Eine andere Alternative wäre RTX 3080 und im Laufe des Jahres noch eine neue CPU zu kaufen.
Aber da müsste ich noch etwas sparen. Aktuell ist ja eh kaum etwas verfügbar. 

Ich spiele immer in 1440p (2K), 144Hz


----------



## Batze (25. November 2020)

Aufrüsten für das eine Spiel, ne lass mal. Schau dir die Specs an, kauf es dir und dann wirst du sehen ob deine Hardware, die gut ist, dafür ausreicht für die Qualität die du spielen möchtest.


----------



## McDrake (25. November 2020)

Batze schrieb:


> Aufrüsten für das eine Spiel, ne lass mal..



Machte ich zuletzt für ein Wingcommander-Game 
Jetzt aber mal im Ernst.

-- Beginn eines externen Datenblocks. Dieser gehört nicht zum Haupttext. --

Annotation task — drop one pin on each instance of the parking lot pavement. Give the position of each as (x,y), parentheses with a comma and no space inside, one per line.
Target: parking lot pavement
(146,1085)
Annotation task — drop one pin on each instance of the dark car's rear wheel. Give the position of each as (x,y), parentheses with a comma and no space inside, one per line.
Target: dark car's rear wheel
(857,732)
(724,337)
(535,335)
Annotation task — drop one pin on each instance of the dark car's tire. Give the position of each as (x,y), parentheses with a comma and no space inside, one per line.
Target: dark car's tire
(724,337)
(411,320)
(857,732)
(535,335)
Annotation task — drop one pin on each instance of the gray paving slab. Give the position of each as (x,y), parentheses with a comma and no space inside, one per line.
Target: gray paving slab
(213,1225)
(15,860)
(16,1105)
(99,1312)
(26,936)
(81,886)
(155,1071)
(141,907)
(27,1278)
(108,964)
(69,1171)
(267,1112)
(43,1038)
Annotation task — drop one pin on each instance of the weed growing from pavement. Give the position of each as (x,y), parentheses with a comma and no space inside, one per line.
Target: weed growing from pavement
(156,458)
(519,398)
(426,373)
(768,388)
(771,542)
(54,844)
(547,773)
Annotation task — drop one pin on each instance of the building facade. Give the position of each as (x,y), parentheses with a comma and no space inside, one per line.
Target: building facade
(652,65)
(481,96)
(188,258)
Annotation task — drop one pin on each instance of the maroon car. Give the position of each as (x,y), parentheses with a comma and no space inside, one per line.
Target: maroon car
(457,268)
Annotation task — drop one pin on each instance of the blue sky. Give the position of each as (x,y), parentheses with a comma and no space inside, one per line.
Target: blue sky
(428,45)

Würd erst mal schauen, was eine Aufrüstung überhaupt bringt.
Und zwar nicht Standbilder vergleichen


----------



## Zybba (25. November 2020)

nillix00 schrieb:


> Nun bin ich am überlegen mit eine RTX 3070 einzubauen.
> Findet ihr das sinnvoll oder eher weniger?


In Hinblick auf Cyberpunk 2077 wäre die 3070 laut CD Projekt Red wohl erst mal genug:
https://support.cdprojektred.com/en...issue/1556/cyberpunk-2077-system-requirements

Aber ohne Raytracing.
Dazu ist unklar, wie viel FPS sie mit dieser Matrix anvisieren.

Ich hab verschiedene Stimmen gehört, die meinen dass der VRAM mit 8GB nicht zukunftssicher sein, vor allem in 1440p.


So wirklich einen hilfreichen Tipp geben kann ich dir leider nicht.
Allerdings hast du ja selbst schon gesagt, dass die RTX 30XX Verfügbarkeit schlecht ist.
Wie wärs also mit der besseren CPU (falls verfügbar) und später einer verfügbaren und evtl. sogar höherwertigen GPU?
Die 2060 soll ja laut der Matrix erst mal reichen...

AMD hat ja auch neue Karten vorgestellt. Da sieht es mit der Verfügbarkeit aber auch nicht besser aus.


----------



## Herbboy (25. November 2020)

Also, ich würde es erstmal mit den aktuellen Komponenten ausprobieren. Eine RTX 3070 hätte halt in WQHD ca 35% mehr Leistung. Wenn die RTX 2070 Super also nur 30 FPS schafft, dann bringt die 3070 vermutlich 40 FPS. Schafft die 2070 Super 50 FPS, dann die 3070 also ca gute 65 FPS. Aber ob das dann die aktuell 600€ wert ist? Oder auch 500€, falls die Preise sinken? Das musst du dann selber wissen. Du kriegst aber ja noch einiges für die 2070 Super - aber je besser die 3070 oder auch AMDs Alternative RX 6800 verfügbar ist, desto weniger wird die 2070 Super bringen.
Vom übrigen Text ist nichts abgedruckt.